Paulo entende que o sofrimento não é apenas um peso, mas uma forma de se identificar com Jesus. Quando passamos por dificuldades, podemos lembrar que Cristo também sofreu, e que através do sofrimento, a vida e o poder de Deus se manifestam em nós.
• Romanos 8:35-37
“Quem nos separará do amor de Cristo?
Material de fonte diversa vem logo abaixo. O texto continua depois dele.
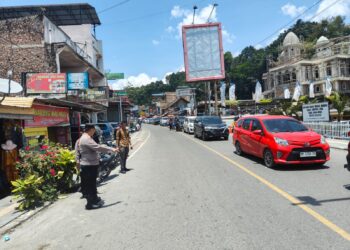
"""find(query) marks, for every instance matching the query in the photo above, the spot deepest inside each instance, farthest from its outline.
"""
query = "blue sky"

Será tribulação, ou angústia, ou perseguição, ou fome, ou nudez, ou perigo, ou espada?… Em todas estas coisas somos mais que vencedores, por meio daquele que nos amou.”
• João 16:33
“No mundo tereis aflições; mas tende bom ânimo, eu venci o mundo.”
• Salmo 34:19
“Muitas são as aflições do justo, mas o Senhor o livra de todas.”
• Mateus 5:10-12
“Bem-aventurados os perseguidos por causa da justiça, pois deles é o Reino dos céus… Alegrai-vos e exultai, porque é grande o vosso galardão nos céus.”
• Hebreus 13:5
“Nunca te deixarei, jamais te abandonarei.”
• Provérbios 24:16
“Pois ainda que o justo caia sete vezes, tornará a erguer-se, mas os ímpios são arrastados pela calamidade.”
• Miquéias 7:8
“Não te alegres a meu respeito, ó minha inimiga; ainda que eu tenha caído, levantar-me-ei.”
• Filipenses 3:10
“Quero conhecer Cristo, o poder da sua ressurreição e a participação em seus sofrimentos, tornando-me como ele em sua morte.”
• Romanos 8:17
“Se somos filhos, então somos herdeiros — herdeiros de Deus e coerdeiros com Cristo, se de fato participamos dos seus sofrimentos para que também participemos da sua glória.”
• 1 Pedro 4:13
“Mas alegrai-vos por serem participantes dos sofrimentos de Cristo, para que também, quando a sua glória for revelada, vos alegreis e exulteis.”
• Gálatas 2:20
“Já estou crucificado com Cristo; e vivo, não mais eu, mas Cristo vive em mim…”
• Romanos 6:5
“Porque, se fomos unidos com ele na semelhança da sua morte, certamente também o seremos na semelhança da sua ressurreição.”